The researchers, with the help of Google Earth's high resolution satellite imagery, carefully examined the savannah habitat across Africa, which comprises the majority of the lions' current range and also analyzed human population density data to identify areas of suitable habitat currently occupied by them.
They noticed nearly 67 isolated regions across the continent where significant lion population may persist out if which no less than 15 were estimated to maintain a population of at least 500 lions.
"The reality is that from an original area, a third larger than the continental U. S., only 25 percent remains," explained Stuart Pimm, co-author and Doris Duke Chair of Conservation at Duke University.
In West Africa, lions are classified as regionally endangered on the IUCN Red List of Threatened Species. The study also confirms that less than 500 lions remain scattered across 8 isolated regions.
"Lions have been hit hardest in West Africa, where local governments often lack direct incentives to protect them," Dr.
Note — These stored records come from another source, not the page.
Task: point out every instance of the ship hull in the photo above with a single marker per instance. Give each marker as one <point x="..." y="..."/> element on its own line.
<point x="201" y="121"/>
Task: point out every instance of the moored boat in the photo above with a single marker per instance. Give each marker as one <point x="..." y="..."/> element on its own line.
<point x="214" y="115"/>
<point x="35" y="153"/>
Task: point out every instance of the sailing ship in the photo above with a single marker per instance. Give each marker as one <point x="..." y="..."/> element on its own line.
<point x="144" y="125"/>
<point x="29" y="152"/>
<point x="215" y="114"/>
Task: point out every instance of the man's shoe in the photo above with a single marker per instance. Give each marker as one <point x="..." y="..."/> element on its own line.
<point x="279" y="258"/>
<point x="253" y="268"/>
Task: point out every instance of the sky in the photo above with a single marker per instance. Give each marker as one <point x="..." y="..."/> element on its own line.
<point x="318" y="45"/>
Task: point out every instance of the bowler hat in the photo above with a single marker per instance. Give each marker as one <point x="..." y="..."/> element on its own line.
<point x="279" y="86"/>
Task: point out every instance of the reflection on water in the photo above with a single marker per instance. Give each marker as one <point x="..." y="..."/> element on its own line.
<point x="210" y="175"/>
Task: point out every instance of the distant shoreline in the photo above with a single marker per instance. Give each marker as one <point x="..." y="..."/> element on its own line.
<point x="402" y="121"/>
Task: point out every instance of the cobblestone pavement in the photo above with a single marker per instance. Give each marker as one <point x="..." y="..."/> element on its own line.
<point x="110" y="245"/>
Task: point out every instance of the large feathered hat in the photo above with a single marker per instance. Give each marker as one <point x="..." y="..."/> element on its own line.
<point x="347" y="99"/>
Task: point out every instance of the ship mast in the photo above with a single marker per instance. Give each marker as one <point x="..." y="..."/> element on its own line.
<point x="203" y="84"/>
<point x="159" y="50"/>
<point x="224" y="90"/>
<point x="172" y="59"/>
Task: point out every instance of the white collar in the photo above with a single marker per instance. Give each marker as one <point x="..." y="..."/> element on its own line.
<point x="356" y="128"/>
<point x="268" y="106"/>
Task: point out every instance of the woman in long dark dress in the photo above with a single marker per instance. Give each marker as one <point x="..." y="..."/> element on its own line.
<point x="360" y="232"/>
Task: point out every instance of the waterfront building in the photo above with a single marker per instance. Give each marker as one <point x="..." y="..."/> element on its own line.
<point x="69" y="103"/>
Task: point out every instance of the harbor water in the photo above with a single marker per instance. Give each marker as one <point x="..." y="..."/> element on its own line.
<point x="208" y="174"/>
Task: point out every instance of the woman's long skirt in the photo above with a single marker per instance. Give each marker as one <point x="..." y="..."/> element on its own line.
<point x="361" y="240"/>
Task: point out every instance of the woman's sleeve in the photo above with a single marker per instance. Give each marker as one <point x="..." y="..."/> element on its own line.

Henschel commented. "While lions generate billions of tourist dollars across Eastern and Southern Africa, spurring governments to invest in their protection, wildlife-based tourism is only slowly developing in West Africa. Currently lions still have little economic value in the region, and West African governments will require significant foreign assistance in stabilizing remaining populations until sustainable local conservation efforts can be developed."
"This research is a major step in helping prioritize funding strategies for saving big cats," study co-author Luke Dollar, the grants program director of National Geographic's Big Cats Initiative was quoted in CBS News. "Of the estimated 32,000 to 35,000 lions, more than 5,000 of them are located in small, isolated populations, putting their survival in doubt. The research will help us better identify areas in which we can make a difference."
The study is published online this week in the journal Biodiversity and Conservation.